The case for rejecting spam

The proponents of rejecting spam with an SMTP error code (5xx) while the spammer is still connected would have you believe that this is the best idea since sliced bread. Their argument goes something like this:

  1. It immediately tells the sender that you've rejected their email. When the sender is not a spammer, you want the sender to be notified somehow that their message didn't get through and why.
  2. Spammers sometimes use the rejections to clean up their address lists. This means you will receive less spam in the long run.
  3. It saves money.
  4. It helps you avoid legal issues relating to spam. There may be legal issues relating to financial scams, money laundering, creation of a hostile working environment, etc.
I'm not 100% opposed to rejecting spam, but the idea has fundamental flaws.

General reasons

  1. Bayes training data! All that spam is great training data for Bayesian filtering and it's specific to a particular user. And if the spam is high-scoring spam, systems like SpamAssassin are able to automatically learn the message as spam and better recognize similar, but low-scoring spam.
  2. Finally, SpamAssassin and the concept of spam filters get blamed for misconfigured setups that reject mail in this way. (Well, I think they are all misconfigured, but other misconfigurations can cause additional false positives.)

SMTP 5xx - good idea with worse flaws

  1. SMTP bounce messages are sent by the sending mail server.

    There is no guarantee a sender of a false positive will receive a bounce message and even less of a guarantee that they will understand what it means or why they received it, especially for less technical users.

  2. Relying on the remote server to send a reject message gives you no reliable/comprehensible opportunity to provide an explanation that users can follow nor any way to provide a backdoor (like a password bypass, a web page, or other contact information).
  3. It relies on the faulty notions that spammers pay attention to error codes, that spammers clean their address lists, and that spammers compiling lists are the same people sending you spam.

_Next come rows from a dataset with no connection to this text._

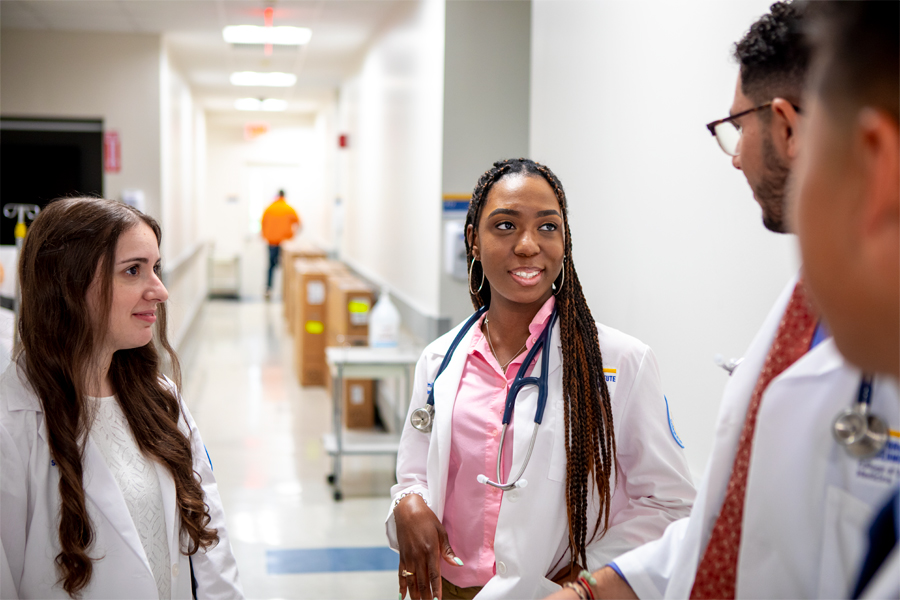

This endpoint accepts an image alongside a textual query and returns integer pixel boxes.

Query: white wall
[531,0,798,474]
[202,113,331,298]
[440,0,531,326]
[159,52,208,347]
[0,29,162,218]
[338,0,444,317]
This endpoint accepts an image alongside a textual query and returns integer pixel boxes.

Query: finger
[428,560,443,600]
[397,560,406,600]
[438,526,463,567]
[416,560,434,600]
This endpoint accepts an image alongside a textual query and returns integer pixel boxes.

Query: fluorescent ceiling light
[234,98,287,112]
[222,25,312,46]
[262,98,287,112]
[231,71,297,87]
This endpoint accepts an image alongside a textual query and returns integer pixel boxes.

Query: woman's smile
[509,267,544,287]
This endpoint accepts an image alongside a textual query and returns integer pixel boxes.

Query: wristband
[391,492,428,510]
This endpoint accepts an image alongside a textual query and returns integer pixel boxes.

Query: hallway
[180,300,397,599]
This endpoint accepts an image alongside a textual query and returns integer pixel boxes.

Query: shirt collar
[468,295,556,354]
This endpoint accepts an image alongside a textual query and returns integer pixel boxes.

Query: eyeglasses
[706,101,800,156]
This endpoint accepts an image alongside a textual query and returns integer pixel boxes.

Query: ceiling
[0,0,413,113]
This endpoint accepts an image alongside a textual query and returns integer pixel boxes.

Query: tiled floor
[181,301,397,599]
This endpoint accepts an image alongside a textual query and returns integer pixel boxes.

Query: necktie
[691,281,816,599]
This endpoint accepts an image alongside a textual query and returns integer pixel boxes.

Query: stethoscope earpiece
[831,376,890,458]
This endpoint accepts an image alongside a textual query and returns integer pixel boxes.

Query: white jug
[369,288,400,348]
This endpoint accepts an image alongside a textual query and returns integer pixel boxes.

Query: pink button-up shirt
[441,296,556,587]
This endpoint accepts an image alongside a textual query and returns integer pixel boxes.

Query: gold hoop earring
[469,258,484,294]
[553,257,566,296]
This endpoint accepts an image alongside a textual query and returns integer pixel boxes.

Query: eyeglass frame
[706,98,802,156]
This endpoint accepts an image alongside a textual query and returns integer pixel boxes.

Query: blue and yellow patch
[663,396,684,448]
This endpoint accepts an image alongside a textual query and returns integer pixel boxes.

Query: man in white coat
[559,3,900,599]
[792,1,900,598]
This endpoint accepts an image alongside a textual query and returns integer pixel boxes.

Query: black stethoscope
[409,306,558,492]
[831,375,890,458]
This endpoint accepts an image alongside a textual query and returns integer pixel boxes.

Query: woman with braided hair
[387,159,694,600]
[0,198,243,599]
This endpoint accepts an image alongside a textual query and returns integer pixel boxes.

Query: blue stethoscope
[831,375,890,458]
[409,306,558,492]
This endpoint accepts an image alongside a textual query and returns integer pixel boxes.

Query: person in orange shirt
[262,190,301,300]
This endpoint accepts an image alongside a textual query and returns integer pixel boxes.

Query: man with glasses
[555,2,900,599]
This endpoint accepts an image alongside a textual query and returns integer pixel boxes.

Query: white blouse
[90,396,172,600]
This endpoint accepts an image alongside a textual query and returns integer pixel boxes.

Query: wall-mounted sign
[103,131,122,173]
[244,122,269,142]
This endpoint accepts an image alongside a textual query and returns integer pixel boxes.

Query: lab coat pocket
[532,577,562,598]
[547,400,566,482]
[816,486,872,598]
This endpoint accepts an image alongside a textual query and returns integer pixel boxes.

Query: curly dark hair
[734,2,810,105]
[806,0,900,119]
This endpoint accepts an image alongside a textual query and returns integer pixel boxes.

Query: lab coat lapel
[510,320,562,479]
[429,324,478,518]
[83,436,150,570]
[153,460,181,563]
[694,276,802,540]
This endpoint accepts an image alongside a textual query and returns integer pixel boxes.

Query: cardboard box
[281,238,327,332]
[328,375,377,429]
[326,275,375,346]
[293,259,346,385]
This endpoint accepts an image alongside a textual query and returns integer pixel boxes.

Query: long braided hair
[16,198,218,597]
[466,158,616,566]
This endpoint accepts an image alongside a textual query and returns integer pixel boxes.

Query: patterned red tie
[691,281,816,598]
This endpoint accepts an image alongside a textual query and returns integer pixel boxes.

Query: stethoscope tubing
[410,306,559,491]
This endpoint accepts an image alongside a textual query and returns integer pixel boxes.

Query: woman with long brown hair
[0,198,243,599]
[387,159,694,599]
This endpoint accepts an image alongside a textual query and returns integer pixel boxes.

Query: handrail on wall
[162,241,209,285]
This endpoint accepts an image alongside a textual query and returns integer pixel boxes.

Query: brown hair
[17,198,218,596]
[466,158,616,567]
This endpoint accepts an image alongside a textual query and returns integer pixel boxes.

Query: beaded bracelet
[577,569,597,600]
[391,492,428,510]
[563,581,590,600]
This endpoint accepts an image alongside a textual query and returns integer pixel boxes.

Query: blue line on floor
[266,547,400,575]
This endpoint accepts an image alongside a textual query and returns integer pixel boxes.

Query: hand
[550,563,584,585]
[394,494,462,600]
[547,567,638,600]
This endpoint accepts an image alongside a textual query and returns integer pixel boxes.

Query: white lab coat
[615,279,900,599]
[386,314,695,598]
[0,364,243,600]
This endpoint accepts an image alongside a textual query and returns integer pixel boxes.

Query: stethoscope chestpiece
[831,378,890,458]
[409,404,434,433]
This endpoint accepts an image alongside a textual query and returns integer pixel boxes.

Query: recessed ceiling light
[231,71,297,87]
[222,25,312,46]
[262,98,287,112]
[234,98,287,112]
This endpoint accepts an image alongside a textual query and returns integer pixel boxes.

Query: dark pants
[266,246,281,291]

    This is the one use of spam filters that causes the most flack and negative PR. Based on the magnitude of the flack resulting from rejection vs. tagging or foldering, it's hard to imagine how the total cost is lower.

Post-SMTP rejection - more worser

So, you want to send a friendly spam rejection that's easily readable. The Catch-22 is that you can make it readable, but you can't really be sure you're sending it to the right person.

In theory, a good way to reject spam is to accept the message at SMTP time and reject using a user-friendly customized reply with a full explanation and bypass mechanism of some sort. Why doesn't that work?

You do have to be very careful about using forged From: addresses since the From: address comes from the sender, so it can't be trusted and you'll just end up annoying people who are innocent. In theory, checking the sending IP against the domain, using SPF, or another sender verification method can fix this, but practically everyone gets this wrong.

I think most of the desire to reject at SMTP time comes from a gut reaction to spam. It's what I would call the "I won't even let it inside my network! Hehehe!" approach. However, SMTP was not designed for this. It's a misuse of the protocol with a seriously negative impact on usability. Maybe this can be addressed somehow in the future.

Better approaches

This also doesn't mean that all SMTP-based approaches to combating spam are invalid. Some SMTP-based approaches are okay, I think:

  1. teergrubing-style slowdowns on suspected spam (without rejection)
  2. local quarantine of questionable messages, retesting them later when additional data (bayes, distributed systems, etc.) is available.

Other flawed ideas

  1. Doing a temporary failure via 4xx code because you can't trust the sending MTA to resend.